I nodded once more. I went inside my house and closed the door.
I then released the creature clawing its way out of my throat and into the room now filled with melancholy.
Three Years Later….
It’s been a while since Andy died, and I still think of him. I haven’t even started dating, though I doubt I ever will. It’s a hard thing to contemplate, that I won’t ever see him smile, see him laugh, see him look at me with that sparkle in his eyes. But, I realized that night when the notifier came to my front door, that the memories are the same. I still love Andy more than anyone or anything. It’s just that he’s gone away for a while. And I’ll see him when I die.
Even though I look healed on the outside and to my friends, I still cry when I take out the box of his pictures. There are so many, some from our college days, some from our wedding, some from hanging out with friends at a dinner. All of them cause some pain and some happiness somewhere in my heart.

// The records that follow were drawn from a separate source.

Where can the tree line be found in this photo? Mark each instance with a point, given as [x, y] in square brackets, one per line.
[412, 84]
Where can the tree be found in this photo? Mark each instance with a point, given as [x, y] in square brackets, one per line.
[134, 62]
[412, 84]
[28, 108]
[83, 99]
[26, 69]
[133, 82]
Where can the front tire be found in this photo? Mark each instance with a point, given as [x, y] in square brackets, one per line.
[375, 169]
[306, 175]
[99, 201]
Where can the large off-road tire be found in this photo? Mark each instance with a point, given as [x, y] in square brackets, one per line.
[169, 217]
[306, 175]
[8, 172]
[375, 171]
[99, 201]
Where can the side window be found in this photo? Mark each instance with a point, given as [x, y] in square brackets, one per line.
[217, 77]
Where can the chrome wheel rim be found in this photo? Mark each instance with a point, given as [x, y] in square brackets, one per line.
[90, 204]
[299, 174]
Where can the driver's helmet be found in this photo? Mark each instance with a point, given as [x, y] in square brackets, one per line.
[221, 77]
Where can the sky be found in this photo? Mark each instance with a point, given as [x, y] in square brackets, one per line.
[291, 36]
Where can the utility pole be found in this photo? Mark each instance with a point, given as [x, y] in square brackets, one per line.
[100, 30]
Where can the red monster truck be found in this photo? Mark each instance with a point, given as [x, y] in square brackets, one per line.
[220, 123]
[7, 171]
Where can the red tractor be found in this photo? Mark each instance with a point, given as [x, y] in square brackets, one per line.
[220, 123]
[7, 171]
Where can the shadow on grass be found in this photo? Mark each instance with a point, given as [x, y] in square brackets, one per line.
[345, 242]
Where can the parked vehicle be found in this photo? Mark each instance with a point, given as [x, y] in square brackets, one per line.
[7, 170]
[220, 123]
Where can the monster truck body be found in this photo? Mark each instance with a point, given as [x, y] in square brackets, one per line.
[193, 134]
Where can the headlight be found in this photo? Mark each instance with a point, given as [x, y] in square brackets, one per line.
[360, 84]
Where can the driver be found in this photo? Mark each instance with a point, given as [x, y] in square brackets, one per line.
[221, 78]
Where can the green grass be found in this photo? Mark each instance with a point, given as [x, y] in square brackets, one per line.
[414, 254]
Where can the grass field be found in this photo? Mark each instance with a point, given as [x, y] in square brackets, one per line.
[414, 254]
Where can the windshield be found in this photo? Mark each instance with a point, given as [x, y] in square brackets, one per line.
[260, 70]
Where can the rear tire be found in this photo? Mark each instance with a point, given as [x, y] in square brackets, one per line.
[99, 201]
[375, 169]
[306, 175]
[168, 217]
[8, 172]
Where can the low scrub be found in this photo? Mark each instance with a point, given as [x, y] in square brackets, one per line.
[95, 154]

But I don’t know how to take it anymore, I think, as my tears fall on the photograph one by one at half past midnight. I just want it to be over, this pain that never seems to fade. But I must bring this upon myself, I think. I keep staying in the small, old house that Andy and I bought together.
I’m startled by a loud knock on the front door. I jump up, wiping my tears, and head slowly to the door.
I open it, wondering who would come in this weather at this hour.
I look out, and I see him.
His brown hair is wet and dripping, his eyes sparkling just for me, his smile melting the inside of my heart. My mind reels, both jumping in with two feet to accept that this is real, but the logical part of me is saying that this can’t be true.
As I run forward and wrap my arms around him, he disappears.
I look all around me in a panic. It slowly dawns on me that he may not have been there at all.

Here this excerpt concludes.